И вдруг он остановился как вкопанный.

Стоящий подле своей палатки небольшой тощий человечек широко улыбался, как и многие, протяжно зазывая своих покупателей, но делал это достаточно оригинально, аж на нескольких языках, среди которых был и русский. Причем, судя по акценту, человечек явно принадлежал к землякам должника Изабеллы.

Небрежно подойдя к нему, Петр лениво посмотрел на товар, разбросанный по прилавку, презрительно потыкал пальцем в пяток кусков сукна, явно служивших образцами. Человечек радушно затарахтел, начав расхваливать качество и расцветки и уверяя, что у него в наличии все, какие только могут быть на свете.

– Мне бы цвета мокрого асфальта.
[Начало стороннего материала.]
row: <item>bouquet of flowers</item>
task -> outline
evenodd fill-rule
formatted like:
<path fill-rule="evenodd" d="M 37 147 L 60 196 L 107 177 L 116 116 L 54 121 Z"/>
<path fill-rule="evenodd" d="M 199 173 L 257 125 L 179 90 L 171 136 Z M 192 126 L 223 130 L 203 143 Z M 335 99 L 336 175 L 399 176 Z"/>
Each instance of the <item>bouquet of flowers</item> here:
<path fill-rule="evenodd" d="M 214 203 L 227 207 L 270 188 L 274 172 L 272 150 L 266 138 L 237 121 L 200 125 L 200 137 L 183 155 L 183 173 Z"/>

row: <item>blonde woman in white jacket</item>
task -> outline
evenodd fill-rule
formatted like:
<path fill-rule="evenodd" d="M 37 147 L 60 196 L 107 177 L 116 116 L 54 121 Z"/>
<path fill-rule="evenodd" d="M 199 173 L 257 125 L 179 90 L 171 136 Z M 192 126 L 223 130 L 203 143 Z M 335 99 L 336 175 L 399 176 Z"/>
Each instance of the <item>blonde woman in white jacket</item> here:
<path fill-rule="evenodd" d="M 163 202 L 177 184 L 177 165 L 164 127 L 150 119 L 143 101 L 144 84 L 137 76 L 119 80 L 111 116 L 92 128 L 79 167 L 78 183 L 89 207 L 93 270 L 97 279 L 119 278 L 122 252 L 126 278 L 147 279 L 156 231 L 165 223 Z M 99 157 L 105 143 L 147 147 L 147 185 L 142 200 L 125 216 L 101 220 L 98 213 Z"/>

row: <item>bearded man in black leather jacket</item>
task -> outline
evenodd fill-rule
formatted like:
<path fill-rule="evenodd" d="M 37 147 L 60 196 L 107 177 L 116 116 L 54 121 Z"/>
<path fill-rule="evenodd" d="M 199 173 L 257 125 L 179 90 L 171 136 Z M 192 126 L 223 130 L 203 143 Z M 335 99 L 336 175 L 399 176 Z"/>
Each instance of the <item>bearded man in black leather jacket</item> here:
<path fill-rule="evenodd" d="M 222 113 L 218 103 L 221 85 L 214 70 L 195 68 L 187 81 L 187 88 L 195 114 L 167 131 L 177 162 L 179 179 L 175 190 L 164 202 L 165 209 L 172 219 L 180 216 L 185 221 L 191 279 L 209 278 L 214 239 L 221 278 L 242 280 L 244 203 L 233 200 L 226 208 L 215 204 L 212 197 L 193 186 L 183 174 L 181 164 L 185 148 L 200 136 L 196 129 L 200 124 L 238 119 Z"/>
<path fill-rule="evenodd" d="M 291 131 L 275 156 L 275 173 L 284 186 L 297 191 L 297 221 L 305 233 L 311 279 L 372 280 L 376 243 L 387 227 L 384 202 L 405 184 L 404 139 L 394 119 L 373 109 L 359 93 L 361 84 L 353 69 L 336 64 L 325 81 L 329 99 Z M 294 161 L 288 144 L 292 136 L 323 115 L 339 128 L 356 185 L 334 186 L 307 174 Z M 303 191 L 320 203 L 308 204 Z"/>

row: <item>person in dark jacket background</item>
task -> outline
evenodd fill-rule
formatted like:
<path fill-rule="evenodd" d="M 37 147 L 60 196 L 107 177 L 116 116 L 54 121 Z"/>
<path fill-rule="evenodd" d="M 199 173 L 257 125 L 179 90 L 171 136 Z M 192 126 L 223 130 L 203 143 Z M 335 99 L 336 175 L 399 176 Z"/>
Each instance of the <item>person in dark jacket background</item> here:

Есть такие? – полюбопытствовал Сангре.

– А как же! – всплеснул руками человечек. – Само собой. Чтобы у Шмуля не было цвета мокрого асфальта – это же смешно.

Он действительно извлек из-под прилавка кусок сукна темно-серого цвета и, склонившись поближе к Петру, заговорщически шепнул:

– Сейчас во всей Франции это самый ходовой цвет. Очень хорош в дальнем походе – пыль на нем вовсе не видна. А уж прочное какое – сноса не будет. Даже правители им не брезгуют. И французский король Людовик, и император Священной римской империи Фридрих…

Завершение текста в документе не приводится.